Specifically, the invention is of advantage when used with the high speed solenoid valve described in our copending application GB 0203439.5.

Claims

1. A print head comprising a rotatable print array comprising a plurality of print valves, a valve control means in communication with the print array a pulse generating means, in use generating a regular sequence of pulse signals and means for rotating, in use, the print array to a predetermined rotation;

the valve control means comprising:

one or more data input lines to receive print data;

memory means comprising an array of memory locations to store the received print data, one dimension of the array of memory locations being associated with the plurality of print valves of the rotatable print array and the other dimension of the array of memory locations being associated with a plurality of pre-determined time periods; and

processing means to process the stored print data, wherein the processing means, in use,

(a) processes the print data in accordance with the predetermined rotation of the rotatable print array;

(b) divides the print data into a plurality of sub-elements, each print data sub-element being associated with a respective print valve and a respective pre-determined time period;

(c) writes each print data sub-element to the memory location associated with the respective print valve and the respective pre-determined time period;

(d) sequentially reads one or More print data sub-elements from the memory locations associated with one pre-determined time period;

(e) activates the respective print valves associated with the one or more print data sub-elements read in step (d);

characterised in that step (d) is repeated for a subsequent pre-determined time period for each pulse generated by the pulse generating means.

2. A print head according to claim 1, wherein the processing means, in use;

(f) overwrites the memory locations read during step (d) after the activation of the print valves in step (e).

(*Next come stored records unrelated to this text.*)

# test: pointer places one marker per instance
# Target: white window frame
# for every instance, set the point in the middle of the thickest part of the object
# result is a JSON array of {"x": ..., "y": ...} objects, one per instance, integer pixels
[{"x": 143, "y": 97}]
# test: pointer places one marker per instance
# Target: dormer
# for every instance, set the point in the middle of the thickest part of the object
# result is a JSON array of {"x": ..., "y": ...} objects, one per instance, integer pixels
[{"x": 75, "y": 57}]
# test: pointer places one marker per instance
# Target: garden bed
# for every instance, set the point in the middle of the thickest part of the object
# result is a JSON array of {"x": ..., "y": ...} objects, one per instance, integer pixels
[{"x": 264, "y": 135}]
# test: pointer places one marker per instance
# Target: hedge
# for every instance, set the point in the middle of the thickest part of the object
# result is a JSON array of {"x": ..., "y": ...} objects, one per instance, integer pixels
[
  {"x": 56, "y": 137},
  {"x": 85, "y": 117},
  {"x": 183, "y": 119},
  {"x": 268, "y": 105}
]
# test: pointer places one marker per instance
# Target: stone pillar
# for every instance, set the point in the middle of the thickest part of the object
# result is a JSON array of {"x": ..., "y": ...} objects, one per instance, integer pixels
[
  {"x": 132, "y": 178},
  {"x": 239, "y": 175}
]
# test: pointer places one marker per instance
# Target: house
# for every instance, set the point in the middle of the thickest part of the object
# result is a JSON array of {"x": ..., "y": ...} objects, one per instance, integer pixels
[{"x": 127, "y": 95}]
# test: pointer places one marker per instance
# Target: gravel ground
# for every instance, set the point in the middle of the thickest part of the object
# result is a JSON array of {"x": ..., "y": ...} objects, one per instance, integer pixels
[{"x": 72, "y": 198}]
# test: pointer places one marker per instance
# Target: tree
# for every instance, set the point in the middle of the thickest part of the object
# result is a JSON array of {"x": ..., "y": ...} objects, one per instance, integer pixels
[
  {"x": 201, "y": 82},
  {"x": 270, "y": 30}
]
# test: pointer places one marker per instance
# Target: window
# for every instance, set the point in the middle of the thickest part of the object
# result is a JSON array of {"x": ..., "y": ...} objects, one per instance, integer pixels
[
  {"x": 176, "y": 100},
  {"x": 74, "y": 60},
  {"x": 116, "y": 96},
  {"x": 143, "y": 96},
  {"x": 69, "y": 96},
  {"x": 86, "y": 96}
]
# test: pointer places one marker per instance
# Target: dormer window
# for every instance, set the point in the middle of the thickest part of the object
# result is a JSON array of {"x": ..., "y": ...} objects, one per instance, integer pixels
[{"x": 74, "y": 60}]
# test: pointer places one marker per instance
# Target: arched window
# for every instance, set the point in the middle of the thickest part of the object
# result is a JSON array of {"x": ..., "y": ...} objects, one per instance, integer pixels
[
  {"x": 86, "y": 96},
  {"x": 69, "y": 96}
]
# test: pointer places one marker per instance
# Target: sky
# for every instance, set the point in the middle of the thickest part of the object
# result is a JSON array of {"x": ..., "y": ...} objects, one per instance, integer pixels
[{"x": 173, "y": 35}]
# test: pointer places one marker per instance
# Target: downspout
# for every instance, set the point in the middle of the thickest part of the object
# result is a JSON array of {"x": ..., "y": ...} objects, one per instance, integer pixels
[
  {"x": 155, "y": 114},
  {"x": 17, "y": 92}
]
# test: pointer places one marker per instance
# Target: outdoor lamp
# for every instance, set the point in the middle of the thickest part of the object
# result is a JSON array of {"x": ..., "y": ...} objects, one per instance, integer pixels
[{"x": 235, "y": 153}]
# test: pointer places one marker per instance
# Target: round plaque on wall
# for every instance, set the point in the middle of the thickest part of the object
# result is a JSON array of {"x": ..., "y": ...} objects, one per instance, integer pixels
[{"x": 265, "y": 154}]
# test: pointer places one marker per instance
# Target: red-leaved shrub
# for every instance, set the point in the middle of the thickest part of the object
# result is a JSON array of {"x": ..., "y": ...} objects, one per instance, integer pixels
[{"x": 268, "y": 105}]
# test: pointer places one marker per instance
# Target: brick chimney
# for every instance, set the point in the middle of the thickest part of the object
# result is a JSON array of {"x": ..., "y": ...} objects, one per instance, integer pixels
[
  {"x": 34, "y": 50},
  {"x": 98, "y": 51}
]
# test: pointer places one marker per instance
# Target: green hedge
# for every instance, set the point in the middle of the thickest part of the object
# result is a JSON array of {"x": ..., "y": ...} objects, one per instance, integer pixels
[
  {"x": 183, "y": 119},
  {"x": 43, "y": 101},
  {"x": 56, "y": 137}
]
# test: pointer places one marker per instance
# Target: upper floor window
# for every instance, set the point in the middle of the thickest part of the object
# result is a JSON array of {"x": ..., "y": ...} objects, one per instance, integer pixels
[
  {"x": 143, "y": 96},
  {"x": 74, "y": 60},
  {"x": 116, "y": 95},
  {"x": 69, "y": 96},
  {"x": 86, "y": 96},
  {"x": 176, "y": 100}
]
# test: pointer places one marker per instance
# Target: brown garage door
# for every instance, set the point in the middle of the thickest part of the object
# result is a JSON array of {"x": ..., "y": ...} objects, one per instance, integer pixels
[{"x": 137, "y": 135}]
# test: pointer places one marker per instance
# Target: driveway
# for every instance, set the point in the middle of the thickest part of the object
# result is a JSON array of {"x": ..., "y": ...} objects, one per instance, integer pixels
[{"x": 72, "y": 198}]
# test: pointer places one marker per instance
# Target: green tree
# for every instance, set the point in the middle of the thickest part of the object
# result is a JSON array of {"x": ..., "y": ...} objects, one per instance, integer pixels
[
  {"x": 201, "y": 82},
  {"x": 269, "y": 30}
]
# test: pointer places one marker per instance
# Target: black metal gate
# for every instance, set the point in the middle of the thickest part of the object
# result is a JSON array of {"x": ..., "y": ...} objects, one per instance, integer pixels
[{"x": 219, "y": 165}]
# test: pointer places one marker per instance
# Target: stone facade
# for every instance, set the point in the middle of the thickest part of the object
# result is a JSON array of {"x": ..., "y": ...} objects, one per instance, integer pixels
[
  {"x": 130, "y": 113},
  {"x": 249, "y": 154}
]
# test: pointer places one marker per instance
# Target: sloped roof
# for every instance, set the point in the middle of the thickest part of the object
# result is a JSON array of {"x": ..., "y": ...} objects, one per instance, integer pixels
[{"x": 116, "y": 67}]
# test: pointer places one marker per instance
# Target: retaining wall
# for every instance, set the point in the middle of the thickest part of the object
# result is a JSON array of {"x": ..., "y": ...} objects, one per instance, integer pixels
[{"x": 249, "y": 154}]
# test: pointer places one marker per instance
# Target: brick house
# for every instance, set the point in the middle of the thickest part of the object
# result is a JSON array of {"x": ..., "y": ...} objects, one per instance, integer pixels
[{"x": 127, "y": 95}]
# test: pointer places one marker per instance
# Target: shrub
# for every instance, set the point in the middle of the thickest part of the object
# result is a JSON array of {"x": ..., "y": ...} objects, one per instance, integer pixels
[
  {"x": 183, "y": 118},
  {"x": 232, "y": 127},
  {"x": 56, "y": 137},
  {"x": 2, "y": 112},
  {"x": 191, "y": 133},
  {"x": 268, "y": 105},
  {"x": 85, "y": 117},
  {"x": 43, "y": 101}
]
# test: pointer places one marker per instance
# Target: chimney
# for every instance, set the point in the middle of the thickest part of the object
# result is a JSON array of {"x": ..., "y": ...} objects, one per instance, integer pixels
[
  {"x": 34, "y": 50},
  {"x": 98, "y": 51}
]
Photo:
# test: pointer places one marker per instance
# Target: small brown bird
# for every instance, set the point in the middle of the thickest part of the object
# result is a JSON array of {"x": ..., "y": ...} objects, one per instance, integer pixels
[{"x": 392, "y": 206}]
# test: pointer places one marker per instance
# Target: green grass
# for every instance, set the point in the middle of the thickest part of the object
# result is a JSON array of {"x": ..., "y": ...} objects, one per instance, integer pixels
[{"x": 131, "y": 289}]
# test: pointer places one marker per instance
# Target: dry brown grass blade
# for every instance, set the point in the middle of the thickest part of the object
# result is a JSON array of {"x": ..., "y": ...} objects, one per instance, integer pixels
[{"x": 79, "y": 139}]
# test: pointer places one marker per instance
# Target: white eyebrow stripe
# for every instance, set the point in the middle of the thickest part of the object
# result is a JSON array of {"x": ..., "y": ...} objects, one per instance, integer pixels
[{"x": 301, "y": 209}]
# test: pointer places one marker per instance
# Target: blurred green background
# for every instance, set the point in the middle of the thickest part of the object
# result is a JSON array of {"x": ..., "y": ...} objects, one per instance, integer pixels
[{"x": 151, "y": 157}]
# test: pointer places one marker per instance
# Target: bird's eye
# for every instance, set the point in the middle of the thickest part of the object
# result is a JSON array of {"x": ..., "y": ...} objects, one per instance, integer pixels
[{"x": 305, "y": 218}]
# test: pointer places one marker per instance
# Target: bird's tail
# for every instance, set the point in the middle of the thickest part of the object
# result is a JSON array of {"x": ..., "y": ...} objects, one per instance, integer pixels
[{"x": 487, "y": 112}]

3. A method of printing an image with a print head comprising a rotatable print array comprising a plurality of print valves, the method comprising the steps of:

(a) rotating the print head to a predetermined rotation;

(b) generating a regular sequence of pulse signals;

(c) generating a raster signal representing the image to be printed;

(d) dividing the raster signal into a plurality of sub-elements;

(e) writing each raster signal sub-element into memory means comprising an array of memory locations to store the received print data, one dimension of the array of memory locations being associated with the plurality of print valves of the rotatable print array and the other dimension of the array of memory locations being associated with a plurality of pre-determined time periods;

(f) sequentially reading each raster signal sub-element from the memory locations associated with one pre-determined time period; and

(g) activating the respective print valves associated with each raster signal sub-element read in step (f);

characterized in that step (f) is repeated for a subsequent pre-determined time period for each pulse generated by the pulse generating means.

4. A method according to any of claims 8 to 12, wherein the method comprises the further step of

(q) over-writing the memory locations following the reading of the se raster signal sub-elements.